Sam said, “How does that gun still work?”
Dean elbowed him in the ribs and felt it connect. “Leigh, what are you doing?”
“I heard him. Bringing the ship down, the torpedo at dawn, sushi earlier.”
“Sushi?” Dean’s mind went blank. “What sushi?”
“Jap sympathizer.”
“Shit,” Sam said behind him. “Did you break the shell?”
Dean raised his open hands in the air, staring into the muzzle of the gun. “The war is over, remember? We’ve won. Remember?”

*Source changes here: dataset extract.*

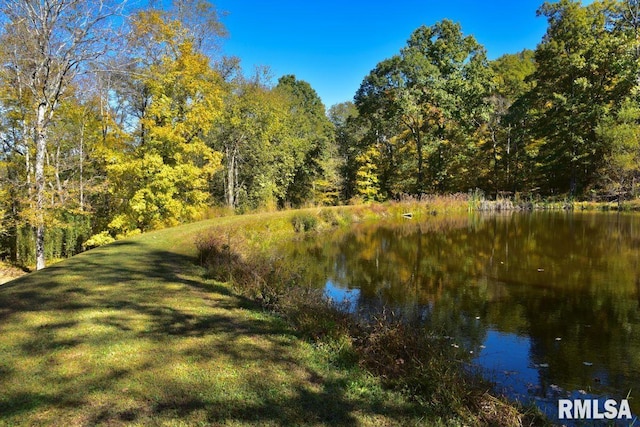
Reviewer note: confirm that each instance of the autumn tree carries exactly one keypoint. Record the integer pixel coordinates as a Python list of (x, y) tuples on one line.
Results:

The gun quivered a little. Dean caught Leigh’s eyes and held it there, securing attention on himself and away from Sam. Gradually, Leigh’s face relaxed, and then, as if to mark a breaking point, his left eye slipped in its socket and rolled up just as he lowered his gun to point at the deck.
“I forgot.” He rubbed at his temple like the headache was bothering him again, glanced down at the gun and put it away. “What the hell now?”
“Go into the light?” Dean tried. Leigh gave him a disgusted look.
“The gun works,” Sam said, resting a hand on Dean’s shoulder. When Dean turned around, he had his seashell cradled in the crook on one elbow like a baby. “The gun works and I can still touch you. Dean, I think it’s the ship. Bluebeard kept saying she dreams about the torpedo. She dreams, she believes, she remembers.”
“What are you saying? The ship believes she’s whole?”
“The crew, or the ship, or both, I don’t know. Bluebeard said I had to stop her engines and release the hurricane before dawn, while she still believes. He thought it would make the death stick.”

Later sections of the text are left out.